Ask Ubuntu Asked by lbo on March 2, 2021
I’m trying to customize the list of GNOME Shell favorite apps that all new users will get by default in their dash in Ubuntu 18.04 Bionic Beaver. Based on instructions from the GNOME System Administration Guide, I created a profile and a keyfile to customize the favorite-apps key of GNOME Shell in a global system database.
sudo su
# Create profile "user"
cat>/etc/dconf/profile/user<<"eof"
user-db:user
system-db:local
eof
# Create keyfile for system database "local"
mkdir /etc/dconf/db/local.d
cat >/etc/dconf/db/local.d/01-favorite-apps<<"eof"
[org/gnome/shell]
favorite-apps=['firefox.desktop', 'thunderbird.desktop', 'emacs25.desktop']
eof
dconf update
exit
The problem is that when I create a new user and this user then logs in for the first time, a new user database seems to be created automatically in $HOME/.config/dconf/user which has Ubuntu’s default settings for the favorite-apps key. My global defaults from the system database /etc/dconf/db/local are ignored.

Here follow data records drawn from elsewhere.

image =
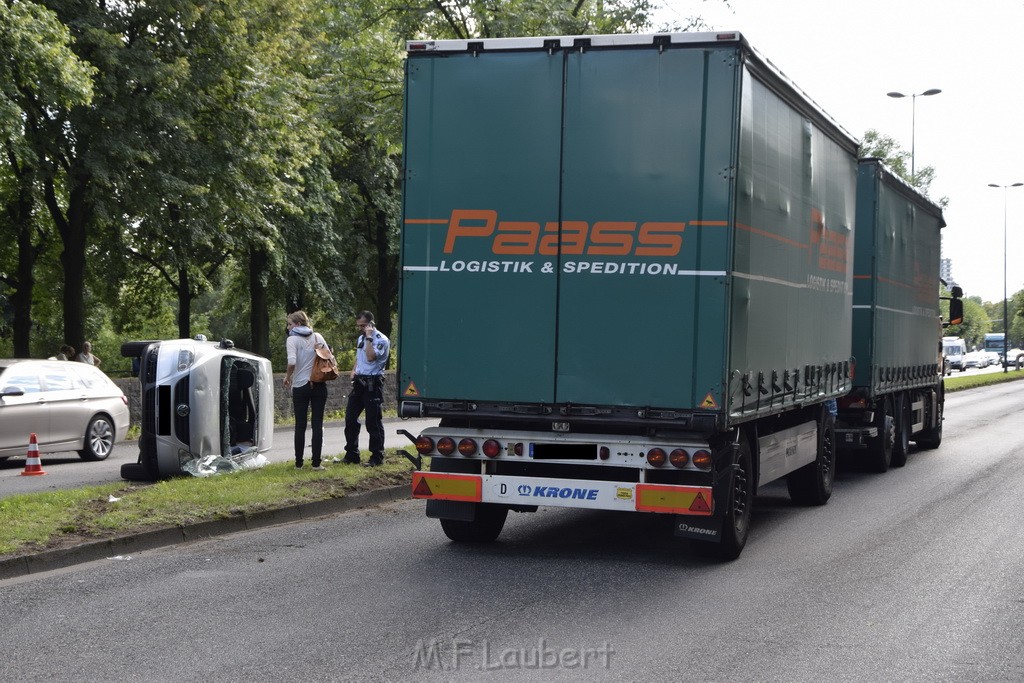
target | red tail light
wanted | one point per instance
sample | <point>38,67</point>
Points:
<point>679,458</point>
<point>656,457</point>
<point>701,460</point>
<point>445,445</point>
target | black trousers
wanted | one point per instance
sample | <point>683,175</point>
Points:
<point>310,394</point>
<point>367,394</point>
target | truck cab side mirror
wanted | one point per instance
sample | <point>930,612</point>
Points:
<point>955,306</point>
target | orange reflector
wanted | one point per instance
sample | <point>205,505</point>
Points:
<point>676,500</point>
<point>448,486</point>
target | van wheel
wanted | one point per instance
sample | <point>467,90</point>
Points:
<point>901,447</point>
<point>485,526</point>
<point>98,438</point>
<point>880,450</point>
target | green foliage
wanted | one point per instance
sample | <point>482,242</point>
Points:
<point>879,145</point>
<point>184,143</point>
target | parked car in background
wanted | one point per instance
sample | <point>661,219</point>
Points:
<point>68,407</point>
<point>977,359</point>
<point>1015,358</point>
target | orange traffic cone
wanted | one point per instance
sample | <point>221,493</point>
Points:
<point>33,466</point>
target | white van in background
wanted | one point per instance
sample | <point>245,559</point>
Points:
<point>953,350</point>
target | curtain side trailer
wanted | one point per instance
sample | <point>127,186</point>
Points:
<point>627,280</point>
<point>897,393</point>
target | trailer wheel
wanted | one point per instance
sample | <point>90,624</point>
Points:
<point>736,524</point>
<point>932,437</point>
<point>901,447</point>
<point>880,451</point>
<point>812,483</point>
<point>485,526</point>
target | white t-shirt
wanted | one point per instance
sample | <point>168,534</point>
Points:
<point>301,351</point>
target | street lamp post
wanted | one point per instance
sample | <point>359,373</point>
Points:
<point>913,107</point>
<point>1006,322</point>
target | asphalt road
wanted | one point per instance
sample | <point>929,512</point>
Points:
<point>67,470</point>
<point>911,575</point>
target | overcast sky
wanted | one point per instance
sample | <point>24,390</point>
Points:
<point>847,55</point>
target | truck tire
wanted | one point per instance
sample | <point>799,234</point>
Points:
<point>901,446</point>
<point>485,526</point>
<point>880,449</point>
<point>812,483</point>
<point>736,524</point>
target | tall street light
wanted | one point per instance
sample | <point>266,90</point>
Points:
<point>913,107</point>
<point>1006,323</point>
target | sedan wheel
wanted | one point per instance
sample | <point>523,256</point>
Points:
<point>98,438</point>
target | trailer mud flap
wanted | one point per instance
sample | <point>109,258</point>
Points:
<point>700,528</point>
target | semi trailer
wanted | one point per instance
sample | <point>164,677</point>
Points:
<point>627,281</point>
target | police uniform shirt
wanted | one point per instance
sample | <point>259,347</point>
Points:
<point>381,345</point>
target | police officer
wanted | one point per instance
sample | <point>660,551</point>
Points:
<point>372,349</point>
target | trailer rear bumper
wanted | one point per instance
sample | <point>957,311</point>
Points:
<point>521,491</point>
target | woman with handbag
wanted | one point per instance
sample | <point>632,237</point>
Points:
<point>301,345</point>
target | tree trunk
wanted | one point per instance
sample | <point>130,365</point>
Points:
<point>386,278</point>
<point>20,299</point>
<point>184,305</point>
<point>74,229</point>
<point>259,321</point>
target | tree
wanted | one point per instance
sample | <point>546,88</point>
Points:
<point>879,145</point>
<point>39,74</point>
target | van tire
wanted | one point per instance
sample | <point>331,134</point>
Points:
<point>485,526</point>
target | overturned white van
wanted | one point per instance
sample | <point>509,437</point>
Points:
<point>200,399</point>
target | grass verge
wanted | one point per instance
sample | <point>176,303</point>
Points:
<point>32,522</point>
<point>972,381</point>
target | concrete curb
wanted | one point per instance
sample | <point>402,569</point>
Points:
<point>55,559</point>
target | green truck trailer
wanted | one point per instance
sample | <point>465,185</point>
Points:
<point>897,342</point>
<point>627,280</point>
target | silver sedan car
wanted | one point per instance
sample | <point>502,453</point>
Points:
<point>69,406</point>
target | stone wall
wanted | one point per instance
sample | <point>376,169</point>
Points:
<point>337,395</point>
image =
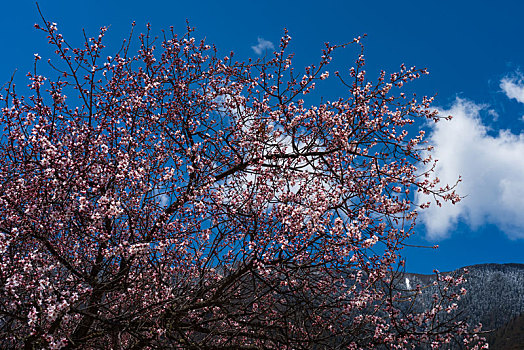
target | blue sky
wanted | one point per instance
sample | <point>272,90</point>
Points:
<point>473,50</point>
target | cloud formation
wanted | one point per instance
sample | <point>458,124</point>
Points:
<point>262,46</point>
<point>513,88</point>
<point>492,170</point>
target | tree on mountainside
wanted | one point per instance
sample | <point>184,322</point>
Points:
<point>175,199</point>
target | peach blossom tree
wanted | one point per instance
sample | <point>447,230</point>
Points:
<point>174,198</point>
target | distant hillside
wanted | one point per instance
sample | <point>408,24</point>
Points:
<point>495,298</point>
<point>509,337</point>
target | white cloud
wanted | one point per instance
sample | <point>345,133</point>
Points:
<point>262,46</point>
<point>513,88</point>
<point>492,169</point>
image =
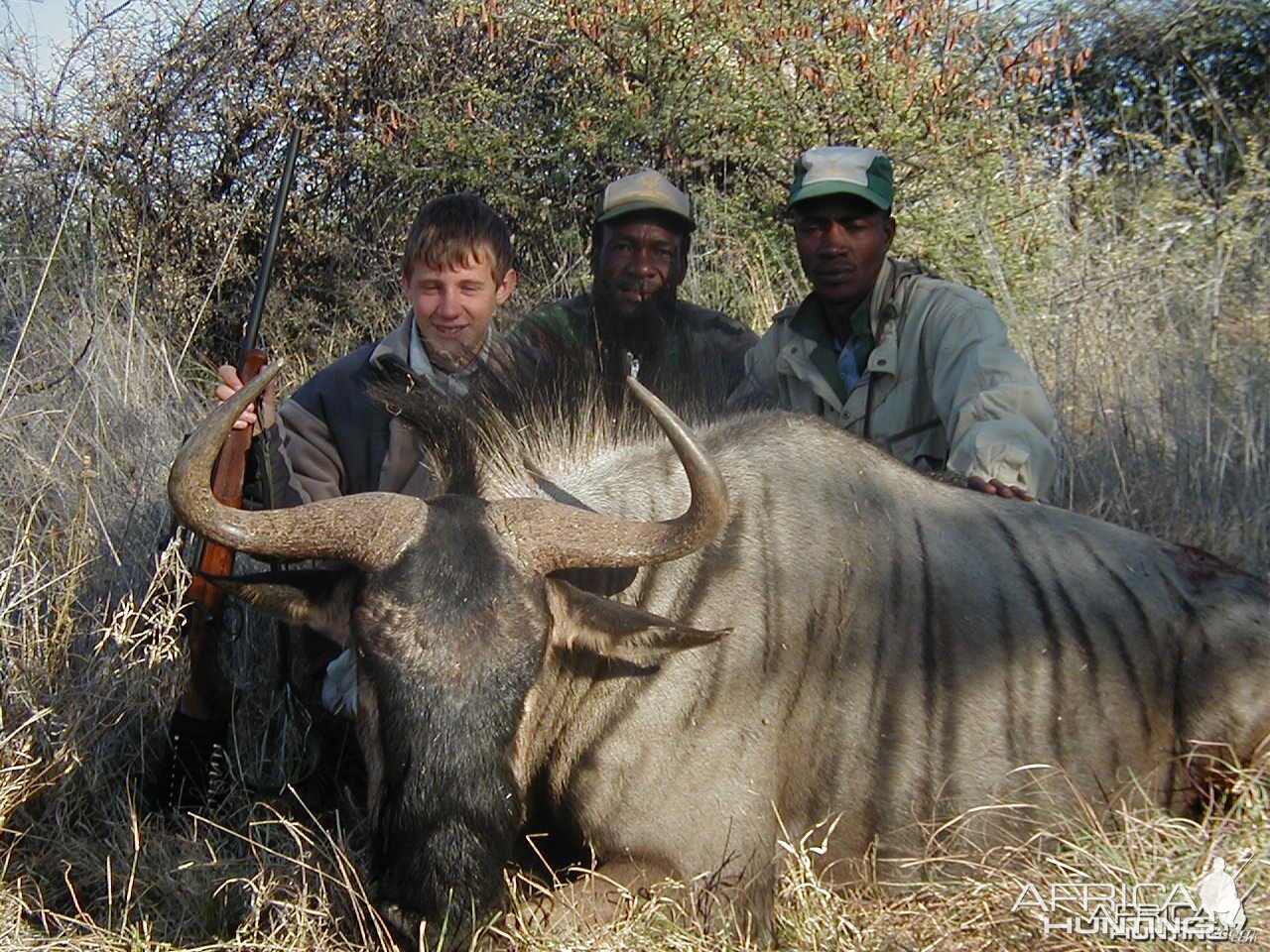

When launching dconf-editor as the new user after initial login, the favorite-apps key shows up as modified, but with Ubuntu’s default list (Ubiquity,Nautilus etc.):
I should add that the unexpected content of $HOME/.config/dconf/user does not come from /etc/skel. That directory only has a .profile, .bashrc, .bash_logout and examples.desktop – nothing GNOME related in there.
Only when the user (or an admin) manually deletes the $HOME/.config/dconf/user file, the global defaults from /etc/dconf/db/local will be applied the next time the user logs in.
What can I do to prevent this manual step and get the desired favorite apps right from start?